# 1667 and Level 4

### Today’s Puzzle:

Use logic to write the numbers 1 to 12 in both the first column and the top row so that those numbers and the given clues function like a multiplication table.

### Factors of 1667:

• 1667 is a prime number.
• Prime factorization: 1667 is prime.
• 1667 has no exponents greater than 1 in its prime factorization, so √1667 cannot be simplified.
• The exponent in the prime factorization is 1. Adding one to that exponent we get (1 + 1) = 2. Therefore 1667 has exactly 2 factors.
• The factors of 1667 are outlined with their factor pair partners in the graphic below.

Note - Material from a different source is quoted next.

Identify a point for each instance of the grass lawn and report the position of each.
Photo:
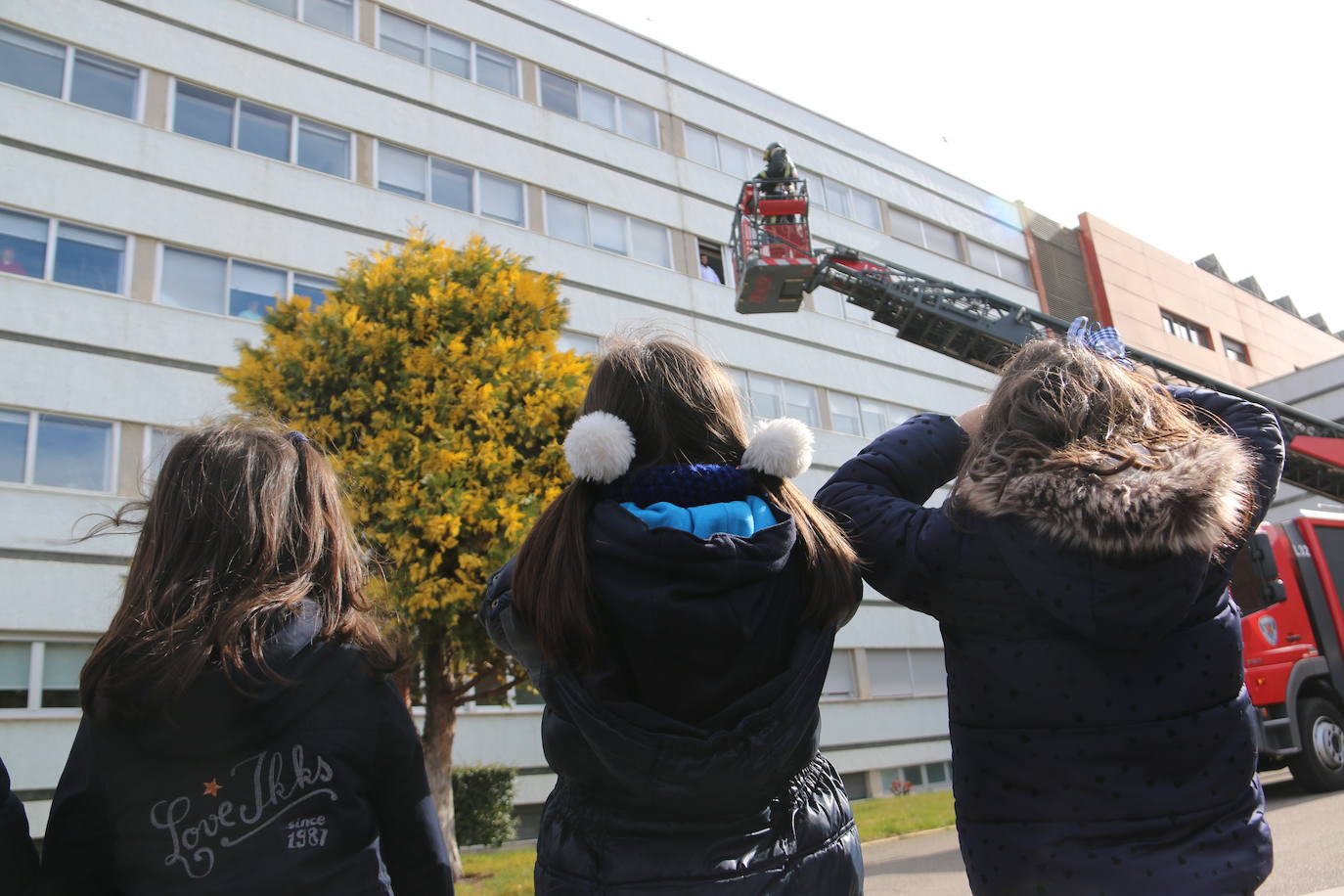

How do we know that 1667 is a prime number? If 1667 were not a prime number, then it would be divisible by at least one prime number less than or equal to √1667. Since 1667 cannot be divided evenly by 2, 3, 5, 7, 11, 13, 17, 19, 23, 29, 31, or 37, we know that 1667 is a prime number.

### More About the Number 1667:

Look at these consecutive number facts about the number 1667:
833 + 834 = 1667.
834² – 833² = 1667.

As the chart below shows, 1667 was ALMOST the fourth consecutive prime number ending in 7. Too bad prime number 1663 got in the way of that happening.